Her şey bir yana, bu açıklamanın ana fikri hekimi ve hekimliği değersizleştirmektir! Değersizleştirilen bir varlığın şiddetten, saygısız yaklaşımdan, umursamaz anlayıştan uzak tutulması mümkün olabilir mi?
Bu aymazlığa karşı bir çift sözümüz var! Başta hekimler olmak üzere sağlık çalışanları sağlık hizmetinin özneleridir. Başka deyişle olmazsa olmazlarıdır!
Peki hekimlerimiz ne düşünüyor?
İzmir Tabip Odası olarak son dönemde, İzmir ilindeki sağlık kuruluşlarına pek çok ziyaret gerçekleştirdik. Sağlık ortamına ilişkin olarak hekimlerimizi ve ilgi duyan sağlık çalışanlarını bilgilendirdik ve görüşlerini aldık. Bu ziyaretlerden çıkardığımız temel sonuç, hekimlerin ve sağlık çalışanlarının mutsuz, umutsuz ve tükenmiş olduklarıdır!

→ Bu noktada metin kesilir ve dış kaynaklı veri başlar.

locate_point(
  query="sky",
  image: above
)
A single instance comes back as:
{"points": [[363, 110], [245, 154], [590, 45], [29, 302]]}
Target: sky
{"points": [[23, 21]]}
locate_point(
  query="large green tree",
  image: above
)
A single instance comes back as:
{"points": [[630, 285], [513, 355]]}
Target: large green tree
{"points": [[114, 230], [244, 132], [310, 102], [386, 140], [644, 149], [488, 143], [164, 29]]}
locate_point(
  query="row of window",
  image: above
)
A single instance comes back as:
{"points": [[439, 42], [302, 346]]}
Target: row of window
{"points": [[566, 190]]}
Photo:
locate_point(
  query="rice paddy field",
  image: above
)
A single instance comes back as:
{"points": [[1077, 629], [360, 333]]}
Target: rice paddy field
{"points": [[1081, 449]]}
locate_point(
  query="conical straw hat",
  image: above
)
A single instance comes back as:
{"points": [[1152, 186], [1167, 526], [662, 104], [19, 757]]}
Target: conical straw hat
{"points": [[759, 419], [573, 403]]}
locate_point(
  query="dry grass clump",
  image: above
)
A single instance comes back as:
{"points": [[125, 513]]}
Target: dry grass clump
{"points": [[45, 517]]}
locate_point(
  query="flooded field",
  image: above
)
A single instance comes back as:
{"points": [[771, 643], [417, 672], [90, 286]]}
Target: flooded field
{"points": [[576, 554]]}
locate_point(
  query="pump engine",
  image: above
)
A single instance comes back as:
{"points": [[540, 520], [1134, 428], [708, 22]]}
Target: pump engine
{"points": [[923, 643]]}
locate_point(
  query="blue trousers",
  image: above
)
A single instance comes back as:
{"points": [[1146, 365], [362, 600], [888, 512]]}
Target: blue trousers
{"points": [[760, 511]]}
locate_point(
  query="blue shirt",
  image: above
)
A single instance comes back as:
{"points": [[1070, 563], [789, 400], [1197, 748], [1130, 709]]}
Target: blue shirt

Akıldan çıkartılmamalıdır ki, mutsuz sağlık çalışanı verimli ve yararlı olamaz! Halkı memnun etme gerekçesine sığınanların dikkate alması gereken çok önemli bir gerçeği sizlerle paylaşmayı görev biliyoruz;
Sağlık ortamına her geçen gün egemen olan baskıcı, kuşatıcı ve dayatıcı tutum bir etki olarak tepkisini oluşturacaktır. Bu tepkinin odağı da, her zaman olduğu gibi İzmir Tabip Odası olacaktır. Bu nedenle her nerede çalışıyorsa çalışsın tüm hekimlerimiz için güzel bir gelecek adına, 2012 yılına direnme, dayanışma ve mücadele ruhuyla giriyoruz!
Her şeye rağmen bizim umutsuz olma hakkımızın olmadığını biliyoruz. Yeni yılın ülkemiz ve insanımız için nitelikli sağlık ve kalıcı mutluluk, hekimlerimiz ve çalışanlarımız için insanca yaşam getirmesini diliyoruz.